Никогда еще не было мне так хорошо и горько. После того как все случилось, мое существо стали переполнять блаженство и скорбь по утраченной вере в любовь. Не так представлял я себе первую встречу с женщиной. Я был признателен Даше за то, что узнал тайну, будоражившую мое воображение уже много лет, и одновременно горевал оттого, что рядом со мной была не Лена, а она.
– Хочешь, я буду ждать тебя из армии? – спросила Даша.
– Не знаю, – признался я. – Скорее нет, хотя я очень благодарен тебе за то, что это произошло.
Мы опять обнялись, и все повторилось вновь и вновь. Когда это случилось в очередной раз, она вдруг посмотрела на меня каким-то странным взглядом и сказала:
– Я отпускаю тебе все свои грехи!
–?!!! – попытался спросить я.
– Понимай как хочешь, – устало сказала она и крепко заснула.
Только тогда я вспомнил про моего Лая. Я вскочил с кровати и посмотрел по сторонам. Лай лежал в дверях, словно преграждая мне путь в дальнейшую жизнь. Я взял его на руки и стал целовать неистово, словно прощаясь навсегда. Если бы в тот момент меня спросили, с кем бы я хотел остаться: с Леной Вершининой или с моим ненаглядным Лаем, я бы и секунды не думал. Конечно, с ним!
О Даше, дрыхнувшей рядом, я даже не вспомнил.
Рано утром я вызвал такси, заплатил шоферу, и он отвез еще не до конца проснувшуюся Дашу в ее комнату в коммуналке, которую она не так давно получила от завода.

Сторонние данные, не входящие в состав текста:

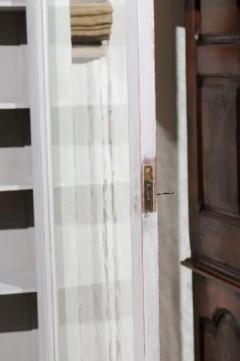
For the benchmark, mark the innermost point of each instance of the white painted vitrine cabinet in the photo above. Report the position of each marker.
(79, 256)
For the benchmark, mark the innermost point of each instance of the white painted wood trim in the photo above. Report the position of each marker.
(135, 179)
(17, 282)
(145, 266)
(148, 153)
(40, 113)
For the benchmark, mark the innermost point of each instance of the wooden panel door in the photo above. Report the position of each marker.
(94, 126)
(213, 67)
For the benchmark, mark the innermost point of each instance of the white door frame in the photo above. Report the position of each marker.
(141, 79)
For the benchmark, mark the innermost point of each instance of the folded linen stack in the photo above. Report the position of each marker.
(91, 23)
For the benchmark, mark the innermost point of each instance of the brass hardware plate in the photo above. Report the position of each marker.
(148, 189)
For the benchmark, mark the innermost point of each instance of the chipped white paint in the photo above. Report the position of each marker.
(97, 258)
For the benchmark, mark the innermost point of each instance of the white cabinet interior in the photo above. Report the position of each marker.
(18, 305)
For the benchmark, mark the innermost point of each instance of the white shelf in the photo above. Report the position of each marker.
(17, 282)
(13, 187)
(13, 106)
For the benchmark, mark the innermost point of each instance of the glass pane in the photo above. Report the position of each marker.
(90, 160)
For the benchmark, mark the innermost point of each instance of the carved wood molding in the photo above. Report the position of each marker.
(213, 270)
(220, 337)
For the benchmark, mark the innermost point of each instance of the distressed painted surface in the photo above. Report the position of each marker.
(90, 153)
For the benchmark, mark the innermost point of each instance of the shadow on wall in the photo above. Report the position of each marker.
(175, 286)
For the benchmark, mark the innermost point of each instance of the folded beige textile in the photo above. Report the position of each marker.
(91, 20)
(85, 53)
(91, 9)
(91, 33)
(90, 28)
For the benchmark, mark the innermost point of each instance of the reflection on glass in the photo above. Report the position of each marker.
(89, 121)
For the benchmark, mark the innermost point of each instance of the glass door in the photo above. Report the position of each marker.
(92, 271)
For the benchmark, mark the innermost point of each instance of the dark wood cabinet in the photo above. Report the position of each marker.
(213, 80)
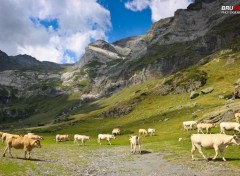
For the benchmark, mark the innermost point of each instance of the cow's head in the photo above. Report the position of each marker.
(36, 143)
(235, 140)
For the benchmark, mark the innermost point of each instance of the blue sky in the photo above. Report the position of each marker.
(125, 22)
(59, 31)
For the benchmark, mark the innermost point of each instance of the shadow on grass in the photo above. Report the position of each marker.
(31, 159)
(143, 152)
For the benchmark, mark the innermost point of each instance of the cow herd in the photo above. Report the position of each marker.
(31, 140)
(216, 141)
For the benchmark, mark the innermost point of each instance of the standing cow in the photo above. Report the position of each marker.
(216, 141)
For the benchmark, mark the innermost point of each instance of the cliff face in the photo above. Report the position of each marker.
(170, 45)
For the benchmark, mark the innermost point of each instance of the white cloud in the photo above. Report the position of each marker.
(159, 8)
(80, 22)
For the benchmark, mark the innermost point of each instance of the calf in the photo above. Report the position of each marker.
(217, 141)
(24, 143)
(135, 141)
(108, 137)
(116, 131)
(82, 138)
(188, 125)
(229, 126)
(207, 126)
(62, 137)
(142, 132)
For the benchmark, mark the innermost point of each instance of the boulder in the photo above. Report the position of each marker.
(237, 92)
(194, 94)
(207, 90)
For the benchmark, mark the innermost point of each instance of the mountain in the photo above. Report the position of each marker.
(25, 62)
(170, 45)
(172, 51)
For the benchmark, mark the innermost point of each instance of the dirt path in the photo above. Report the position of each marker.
(116, 161)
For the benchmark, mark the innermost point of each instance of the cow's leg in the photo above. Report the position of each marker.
(216, 152)
(222, 154)
(29, 155)
(200, 151)
(192, 151)
(25, 154)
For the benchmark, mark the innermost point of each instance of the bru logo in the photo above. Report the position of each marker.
(232, 8)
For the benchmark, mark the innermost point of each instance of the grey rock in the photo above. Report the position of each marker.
(194, 94)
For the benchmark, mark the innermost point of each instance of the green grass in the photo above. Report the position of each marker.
(164, 113)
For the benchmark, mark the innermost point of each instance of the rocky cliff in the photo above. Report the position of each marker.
(170, 45)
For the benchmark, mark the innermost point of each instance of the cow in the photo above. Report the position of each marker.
(33, 136)
(7, 135)
(237, 116)
(108, 137)
(229, 126)
(116, 131)
(134, 142)
(216, 141)
(189, 125)
(82, 138)
(151, 131)
(24, 143)
(142, 132)
(207, 126)
(62, 137)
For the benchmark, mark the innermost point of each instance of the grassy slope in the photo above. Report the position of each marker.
(165, 113)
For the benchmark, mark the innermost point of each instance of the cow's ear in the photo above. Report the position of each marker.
(33, 142)
(235, 136)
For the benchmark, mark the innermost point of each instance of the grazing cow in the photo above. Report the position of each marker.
(207, 126)
(229, 126)
(62, 137)
(82, 138)
(8, 135)
(108, 137)
(237, 116)
(116, 131)
(142, 132)
(24, 143)
(188, 125)
(135, 141)
(217, 141)
(33, 136)
(151, 131)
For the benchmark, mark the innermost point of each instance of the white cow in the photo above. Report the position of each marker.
(229, 126)
(135, 141)
(151, 131)
(207, 126)
(188, 125)
(107, 137)
(82, 138)
(216, 141)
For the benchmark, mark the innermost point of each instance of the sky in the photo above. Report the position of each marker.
(59, 30)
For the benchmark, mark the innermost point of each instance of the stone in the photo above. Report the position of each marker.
(207, 90)
(194, 94)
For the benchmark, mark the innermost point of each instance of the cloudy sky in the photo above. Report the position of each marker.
(59, 30)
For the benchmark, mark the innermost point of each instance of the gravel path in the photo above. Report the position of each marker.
(116, 161)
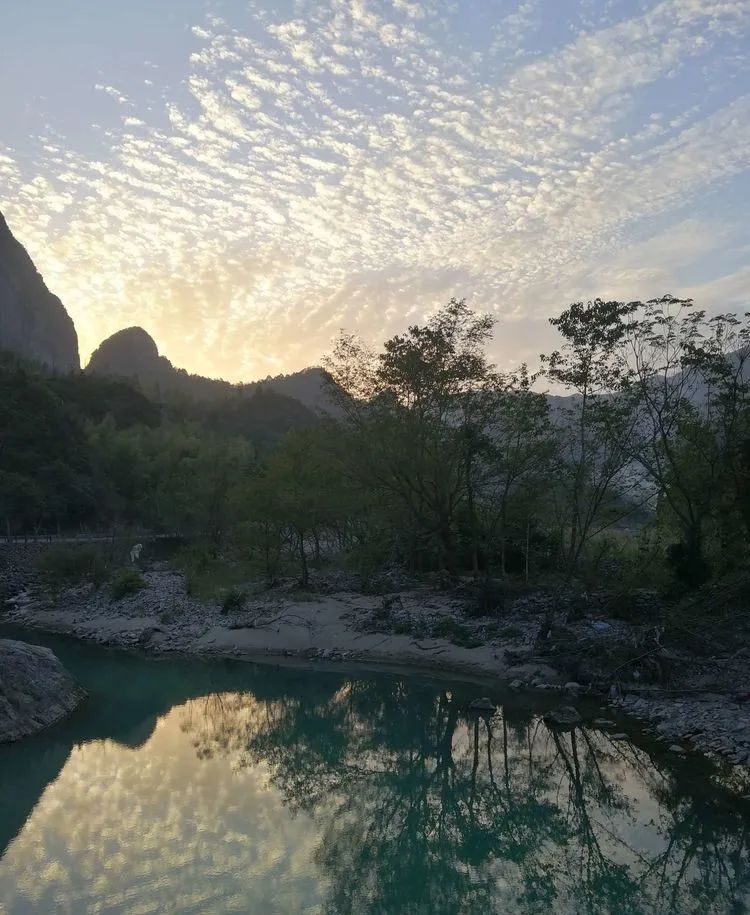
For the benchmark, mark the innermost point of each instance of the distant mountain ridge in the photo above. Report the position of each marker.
(133, 354)
(33, 322)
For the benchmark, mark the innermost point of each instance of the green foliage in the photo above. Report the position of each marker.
(486, 598)
(450, 629)
(126, 583)
(233, 600)
(47, 475)
(64, 567)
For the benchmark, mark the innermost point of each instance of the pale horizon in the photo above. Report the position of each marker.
(244, 180)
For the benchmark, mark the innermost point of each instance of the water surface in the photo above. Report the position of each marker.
(219, 787)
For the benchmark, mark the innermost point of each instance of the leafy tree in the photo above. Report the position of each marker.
(594, 428)
(410, 416)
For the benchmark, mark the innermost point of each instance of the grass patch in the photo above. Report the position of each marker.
(233, 600)
(453, 631)
(210, 576)
(126, 583)
(65, 567)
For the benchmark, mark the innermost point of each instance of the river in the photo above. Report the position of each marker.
(183, 786)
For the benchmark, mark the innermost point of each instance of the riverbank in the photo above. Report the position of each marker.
(533, 646)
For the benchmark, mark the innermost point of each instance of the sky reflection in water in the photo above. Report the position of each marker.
(309, 792)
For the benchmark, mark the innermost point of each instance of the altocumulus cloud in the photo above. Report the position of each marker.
(355, 163)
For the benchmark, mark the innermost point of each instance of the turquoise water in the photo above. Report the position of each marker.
(219, 787)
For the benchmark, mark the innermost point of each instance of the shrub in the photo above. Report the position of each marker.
(232, 600)
(127, 582)
(486, 598)
(65, 567)
(453, 631)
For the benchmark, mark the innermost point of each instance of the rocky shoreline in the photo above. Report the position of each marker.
(35, 690)
(417, 628)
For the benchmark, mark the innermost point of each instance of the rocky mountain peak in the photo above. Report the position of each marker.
(33, 322)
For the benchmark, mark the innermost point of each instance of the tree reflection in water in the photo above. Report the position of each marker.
(424, 809)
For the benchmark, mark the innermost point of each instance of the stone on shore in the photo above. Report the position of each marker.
(35, 690)
(563, 717)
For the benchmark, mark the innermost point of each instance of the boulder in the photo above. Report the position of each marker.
(565, 716)
(483, 704)
(35, 690)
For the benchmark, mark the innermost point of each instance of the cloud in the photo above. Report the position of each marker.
(358, 165)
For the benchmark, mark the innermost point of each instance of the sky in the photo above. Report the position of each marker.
(246, 179)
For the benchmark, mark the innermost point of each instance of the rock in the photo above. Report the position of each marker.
(35, 690)
(484, 704)
(33, 321)
(565, 716)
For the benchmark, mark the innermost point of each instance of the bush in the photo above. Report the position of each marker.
(233, 600)
(453, 631)
(486, 598)
(126, 583)
(65, 567)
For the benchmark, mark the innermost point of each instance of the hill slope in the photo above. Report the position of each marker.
(33, 323)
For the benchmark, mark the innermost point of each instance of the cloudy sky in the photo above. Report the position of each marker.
(245, 179)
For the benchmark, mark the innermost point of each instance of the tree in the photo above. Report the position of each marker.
(594, 428)
(410, 412)
(520, 452)
(686, 377)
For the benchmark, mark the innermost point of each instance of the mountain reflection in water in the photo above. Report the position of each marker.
(290, 791)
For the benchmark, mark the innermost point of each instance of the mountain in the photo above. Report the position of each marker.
(33, 322)
(133, 354)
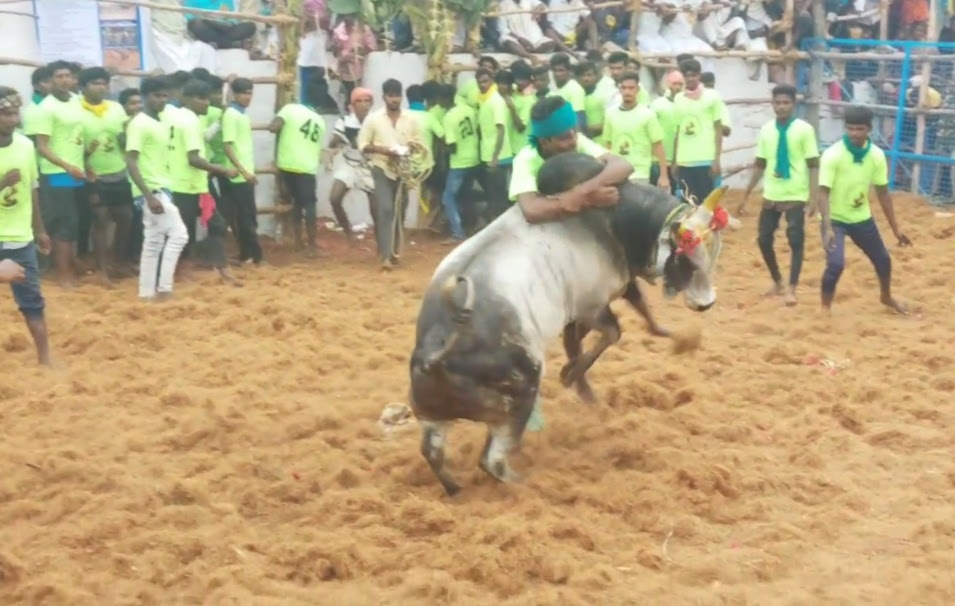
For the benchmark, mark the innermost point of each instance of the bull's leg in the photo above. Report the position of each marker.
(503, 438)
(433, 436)
(609, 329)
(635, 298)
(574, 334)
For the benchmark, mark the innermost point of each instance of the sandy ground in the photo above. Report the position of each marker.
(223, 449)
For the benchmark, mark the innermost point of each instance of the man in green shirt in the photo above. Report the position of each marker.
(301, 137)
(496, 156)
(663, 107)
(239, 197)
(107, 191)
(21, 225)
(148, 140)
(554, 131)
(190, 170)
(788, 156)
(699, 138)
(847, 170)
(461, 137)
(633, 132)
(568, 88)
(58, 132)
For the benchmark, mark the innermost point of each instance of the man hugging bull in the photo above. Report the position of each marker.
(545, 268)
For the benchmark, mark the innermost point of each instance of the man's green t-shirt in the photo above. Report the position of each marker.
(631, 134)
(849, 182)
(187, 137)
(494, 112)
(696, 121)
(16, 201)
(430, 128)
(103, 132)
(801, 143)
(528, 162)
(300, 140)
(573, 93)
(215, 149)
(237, 130)
(62, 122)
(666, 116)
(460, 130)
(523, 104)
(152, 139)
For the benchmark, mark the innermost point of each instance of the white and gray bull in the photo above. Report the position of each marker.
(497, 300)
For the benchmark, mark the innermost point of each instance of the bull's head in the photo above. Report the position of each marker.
(688, 252)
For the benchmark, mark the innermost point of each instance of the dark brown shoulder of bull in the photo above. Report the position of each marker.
(636, 220)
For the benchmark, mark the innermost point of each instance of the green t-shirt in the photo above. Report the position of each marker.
(523, 104)
(801, 141)
(62, 122)
(666, 116)
(631, 134)
(849, 182)
(16, 202)
(215, 149)
(430, 128)
(595, 108)
(460, 129)
(187, 137)
(573, 93)
(696, 132)
(152, 139)
(237, 130)
(529, 162)
(108, 158)
(494, 111)
(300, 140)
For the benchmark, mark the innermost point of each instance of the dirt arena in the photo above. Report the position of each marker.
(223, 448)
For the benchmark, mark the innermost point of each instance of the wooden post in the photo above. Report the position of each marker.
(926, 74)
(816, 92)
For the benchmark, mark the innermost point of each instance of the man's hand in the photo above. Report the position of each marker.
(11, 271)
(155, 206)
(43, 242)
(10, 179)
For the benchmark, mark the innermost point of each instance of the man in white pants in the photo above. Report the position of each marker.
(164, 233)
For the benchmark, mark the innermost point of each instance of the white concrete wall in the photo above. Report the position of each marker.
(18, 40)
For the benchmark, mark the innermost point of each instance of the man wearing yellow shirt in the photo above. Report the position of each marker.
(847, 171)
(108, 191)
(788, 156)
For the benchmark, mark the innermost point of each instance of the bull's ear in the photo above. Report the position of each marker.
(713, 200)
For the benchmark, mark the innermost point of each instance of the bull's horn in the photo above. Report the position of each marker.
(713, 200)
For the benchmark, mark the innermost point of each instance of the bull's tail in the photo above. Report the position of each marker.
(457, 294)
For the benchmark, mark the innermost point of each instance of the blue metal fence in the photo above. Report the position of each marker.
(885, 83)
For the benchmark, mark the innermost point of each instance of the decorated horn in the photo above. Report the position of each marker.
(713, 200)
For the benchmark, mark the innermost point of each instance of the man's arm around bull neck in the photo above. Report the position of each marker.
(597, 192)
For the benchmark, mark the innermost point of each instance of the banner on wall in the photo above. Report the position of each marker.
(64, 32)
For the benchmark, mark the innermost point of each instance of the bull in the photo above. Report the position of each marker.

Вскоре пришли родители и стали порываться проводить меня до военкомата, от чего я категорически отказался.
Мысленно я был уже далеко-далеко. Душа разрывалась от предстоявшей разлуки. Я очень любил маму и, как выяснилось, отца. Но, да простится мне свыше, страшнее всего было расставаться с Лаем. Он, в отличие от людей, не понимал того, что происходило, и тем самым был беззащитен от жизненных обстоятельств.
Отец обнял меня за плечи:
– Не переживай, сынок. Твой бобик будет под моим личным контролем. Обещаю.
Мы обнялись с ним, и я всей грудью вдохнул в себя на прощание его терпкий мужской запах.